The lending operation, guaranteed by the Japanese government, will support three main areas of government reforms: relief to households, reforms to transparency over public resources, and support for markets.
“Ukraine, in turn, has shown immense resilience in the face of Russia’s invasion (…).The World Bank will continue its unwavering support to help Ukraine recover and rebuild an even stronger economy,” said Antonella Bassani, World Bank Regional Vice President for Europe and Central Asia
According to the Bank’s press release, the loan will strengthen Ukraine’s social protection system, particularly by providing relief for the most vulnerable segments of the population.
The loan will also support reforms that increase the accountable and transparent use of public resources. For example, the development policy loan will fund reforms to establish a damaged or destroyed property register.
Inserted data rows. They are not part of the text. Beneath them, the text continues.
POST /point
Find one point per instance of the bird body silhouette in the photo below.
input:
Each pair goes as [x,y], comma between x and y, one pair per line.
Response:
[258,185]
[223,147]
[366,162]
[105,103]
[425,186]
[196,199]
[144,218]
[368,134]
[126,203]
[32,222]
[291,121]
It will enable compensation payments and guide the reconstruction of housing in Ukraine.
The World Bank’s financial aid will also bolster the ability of markets to function during wartime and contribute to economic recovery through reforms that target land, energy, and financial markets.
Since Russia’s invasion of Ukraine World Bank has facilitated more than $37.5 billion, reaching more than 13 million Ukrainians.
In the new fiscal year 2023-2024, according to the WB, the World Bank and Ukraine’s Government will implement framework projects focusing on priority sectors for the country, including energy, health, social protection, education, housing, and agriculture.